LSR supports the manual loading of scripts at runtime. These scripts can serve as _tools_ useful across applications and keyed for particular tasks. For instance, a "spell checker script" could do on-the-fly spell checking in any multiline text area for a screen reader user. As another example, a "Python coding script" could read lines of Python code more intelligibly when loaded. The latter example would facilitate script coding by people with visual impairments. A student could define their own tool script idea if neither of these proves interesting.
More device support
We currently support all speech engines pluggable in gnome-speech and SpeechDispatcher for text-to-speech output. We have support for GNOME magnifier and BrlTTY too. We also have support for the FMODEx mixer for spatialized sound and non-speech audio. Extensions supporting additional devices could expand the potential uses for LSR. For instance, joysticks and game pads might be interesting devices for teaching children how to use a screen reader. A student would work with us to identify and develop support for a new input or output device.
User and developer guides
We have a tutorial, code documentation, architecture spec, and UI spec for LSR developers and a dirt simple web page listing LSR keyboard commands for users. We need a more general guide for script writers and more complete documentation for end users. A student interested in technical documentation would be ideal for this project.
New Extension Projects
The screen reader user interface is just a set of LSR extensions. New extensions can be developed to create entirely new user experiences for LSR without changes to the LSR platform. For instance, the LSR platform could load scripts that monitor a web server log file and announce when important events occur (e.g. shades of "Your box is being hacked!") See our Linux Screen Reader ... is not just a screen reader screencast for details.
Audio memory aid
We have a script that can turn any text area into a todo list with audible reminders. Polishing this interface might make it useful for people with cognitive decline and their care givers.

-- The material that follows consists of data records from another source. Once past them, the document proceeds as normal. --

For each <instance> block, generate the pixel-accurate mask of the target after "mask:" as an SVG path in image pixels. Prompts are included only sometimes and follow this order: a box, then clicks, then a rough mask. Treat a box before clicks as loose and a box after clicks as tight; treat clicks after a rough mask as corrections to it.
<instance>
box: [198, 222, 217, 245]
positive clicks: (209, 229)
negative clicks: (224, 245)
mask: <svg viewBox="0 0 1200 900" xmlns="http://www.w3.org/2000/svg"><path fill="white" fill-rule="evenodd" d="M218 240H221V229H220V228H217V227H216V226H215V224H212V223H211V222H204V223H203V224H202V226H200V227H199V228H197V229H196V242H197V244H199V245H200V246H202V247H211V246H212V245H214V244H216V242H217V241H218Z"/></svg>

We have a script and dialog that can fetch images from Flickr representing selected text in any application. This interface might prove useful for people with learning disabilities or even people learning English as a second language. The script is usable is-as, but could be polished into a compelling tool with some effort.
There is a project underway to create a cross-platform (GNOME/KDE/OSX/Windows), on-screen keyboard. The LSR scripting environment is not tied to using AT-SPI or a particular GUI toolkit. It would be interesting to explore how LSR might serve as a platform for this project. All of the LSR innards for supporting dynamic loading of scripts and GUIs, accessing accessibility information, and controlling accessible widgets could be re-used in the OSK.
The following are research-oriented projects, perhaps suitable for graduate students.
Writing LSR scripts to improve accessibility currently requires programming knowledge. It would be interesting to explore how an end-user might "program" new scripts simply by interacting with a application. LSR can already see all of the events occuring on the desktop. If LSR could store and mine this information to model patterns of use, it could improve access to certain programs based on repeated workarounds and learned preferences. All of this work could be performed in a LSR script without requiring any changes to the LSR platform.